Oh mais en voilà une surprise : Vincent Bolloré met la main sur le groupe Lagardère ! Alors ça… Que celui qui est étonné lève le doigt. Non, pas toi, Arnaud, ça vaut pas. Sacré Nono… Sacré Nono Lagardère qui, s’exprimant le 5 septembre dernier dans son futur ex-journal, Le JDD, criait son amour à Vincent Bolloré, se disait « passé en mode conquête » comme un winner des années 1980, vantait un actionnariat « pacifié, tout le monde se parle, il n’y a aucun conflit », et même qu’il était « totalement hors de propos d’évoquer une disparition de l’empire »… Et puis la fin de l’histoire attendue depuis le début est tombée ce mercredi soir dans un communiqué du groupe Vivendi, détenu par Vincent Bolloré : on se le bouffe, ce Lagardère.
Les termes du communiqué sont un peu plus châtiés : « Amber Capital a proposé à Vivendi, qui l’a accepté, d’acquérir sa participation dans Lagardère. » Amber, c’est le fonds d’investissement de Joseph Oughourlian qui détient 18 % du groupe Lagardère et cherche des poux dans la tête de Nono qu’il accuse de couler l’empire. Amber, surtout, s’est allié à Vincent Bolloré qui, action après action, règne sur 27 % de Lagardère. 3 % de plus et c’est un contrôle de fait de la boîte et l’obligation, sitôt passé le cap des 30 %, de déclencher une offre publique d’achat (OPA) pour entériner ce contrôle. Et voilà qu’Amber vient de décider de vendre ses parts à Vivendi qui va se retrouver avec 45 % de Lagardère, en échange de la somme bien coquette de 600 millions d’euros. Avec cette OPA, Vivendi doit également proposer de racheter leurs parts aux autres actionnaires, soit Bernard Arnault (10 %), le Qatar (12 %) et un certain Arnaud Lagardère (11 %).

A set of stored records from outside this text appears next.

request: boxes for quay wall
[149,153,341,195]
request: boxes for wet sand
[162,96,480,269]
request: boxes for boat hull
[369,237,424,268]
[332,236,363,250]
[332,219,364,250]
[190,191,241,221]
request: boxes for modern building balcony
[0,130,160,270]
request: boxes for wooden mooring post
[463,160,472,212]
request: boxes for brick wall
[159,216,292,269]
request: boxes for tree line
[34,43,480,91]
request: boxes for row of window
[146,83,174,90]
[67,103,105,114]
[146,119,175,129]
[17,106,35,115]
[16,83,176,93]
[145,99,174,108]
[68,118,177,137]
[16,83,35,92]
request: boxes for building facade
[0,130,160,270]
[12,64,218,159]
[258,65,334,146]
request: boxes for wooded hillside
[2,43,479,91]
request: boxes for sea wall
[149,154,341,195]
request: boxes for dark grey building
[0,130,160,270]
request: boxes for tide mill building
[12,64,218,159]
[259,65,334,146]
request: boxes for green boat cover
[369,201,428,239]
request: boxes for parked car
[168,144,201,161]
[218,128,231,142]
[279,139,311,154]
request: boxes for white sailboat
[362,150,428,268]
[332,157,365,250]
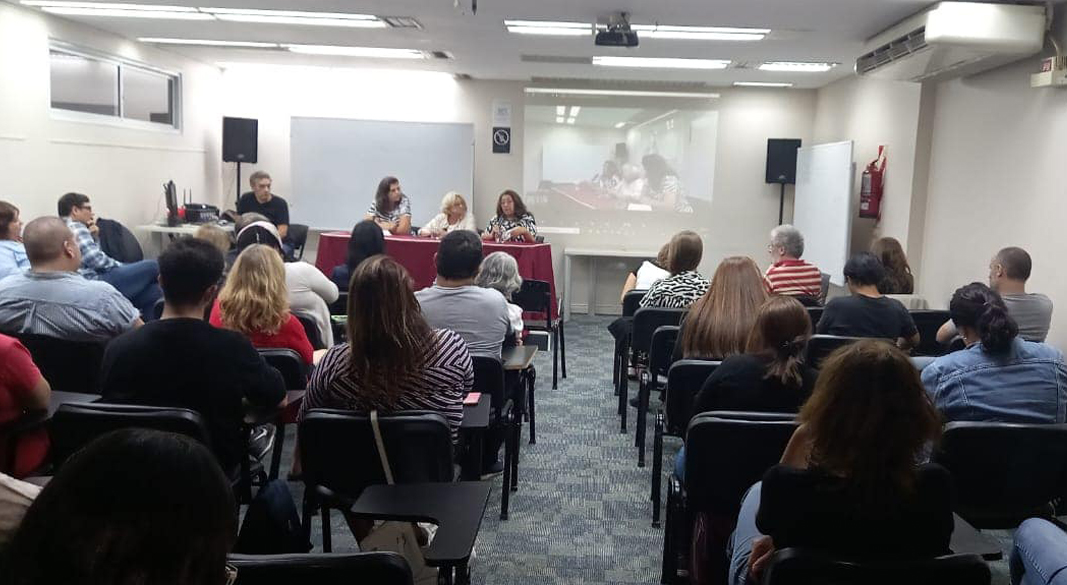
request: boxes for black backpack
[234,480,312,554]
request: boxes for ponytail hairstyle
[746,295,812,387]
[949,282,1019,353]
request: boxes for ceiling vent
[521,55,592,65]
[428,51,453,60]
[856,2,1045,82]
[381,16,423,29]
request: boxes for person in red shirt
[209,244,314,366]
[0,334,51,477]
[764,224,823,302]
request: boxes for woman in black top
[675,296,815,479]
[728,339,950,585]
[817,252,920,349]
[330,219,385,288]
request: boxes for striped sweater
[299,329,472,441]
[639,270,710,309]
[765,259,822,298]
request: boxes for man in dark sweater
[100,237,286,476]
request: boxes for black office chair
[259,348,308,390]
[15,333,107,394]
[662,411,796,584]
[805,335,863,369]
[229,552,413,585]
[288,223,310,261]
[612,290,648,388]
[636,325,679,468]
[761,549,990,585]
[329,291,348,316]
[933,421,1067,528]
[651,359,721,525]
[471,356,524,519]
[621,307,687,432]
[296,315,326,350]
[298,410,454,551]
[512,279,565,390]
[819,272,831,303]
[805,307,823,330]
[0,409,50,476]
[910,309,952,356]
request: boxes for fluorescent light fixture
[36,6,212,19]
[630,24,768,41]
[569,106,580,116]
[566,117,576,125]
[759,61,837,72]
[555,105,566,116]
[592,56,730,70]
[555,116,565,123]
[284,44,425,59]
[733,81,794,88]
[138,37,279,48]
[614,121,627,129]
[525,87,720,99]
[22,1,197,10]
[204,7,386,27]
[504,19,590,36]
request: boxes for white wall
[0,2,222,233]
[919,13,1067,349]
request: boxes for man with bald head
[0,217,141,343]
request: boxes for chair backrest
[621,290,647,317]
[632,307,688,355]
[805,335,863,369]
[805,307,823,330]
[288,223,309,249]
[295,315,326,350]
[684,411,797,516]
[16,333,107,394]
[512,279,551,322]
[229,552,413,585]
[819,272,831,302]
[910,309,952,357]
[664,359,721,436]
[50,403,211,470]
[648,326,680,382]
[329,291,348,316]
[934,421,1067,528]
[259,348,308,390]
[762,549,990,585]
[299,410,454,503]
[471,356,506,414]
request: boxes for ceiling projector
[595,12,638,47]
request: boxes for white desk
[563,247,657,321]
[136,223,233,256]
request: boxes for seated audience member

La fin de l’histoire était d’ailleurs écrite noir sur blanc dans le deal conclu le 11 août 2020 entre Amber et Vivendi. Concluant un pacte d’actionnaires, ils s’alliaient pour exiger d’être représentés au conseil de surveillance de Lagardère en regard de leurs parts du capital et s’accordaient un « droit de première offre réciproque » sur leurs actions chez Nono. En juin dernier, contraint et forcé, Arnaud Lagardère leur a cédé des représentants en son sein, a lâché son pouvoir de la commandite qui le protégeait d’une éjection (lire l’épisode 15, « Lagardère : 99 minutes pour survivre à Bolloré ») mais le deal courait toujours…
Ce n’est pas très gentil de se moquer d’un homme à terre, mais relisons les passages de l’interview de Lagardère dans Le JDD sur Amber qui, « oui », allait rester actionnaire du groupe : « Je connais les dirigeants d’Amber et je les apprécie. Les dissensions passées sont oubliées. » Mais ce que Nono a manifestement aussi oublié, c’est qu’Amber est un fonds activiste, et que la raison d’être d’un fonds activiste est d’acheter des actions et de les revendre en faisant de jolies plus-values.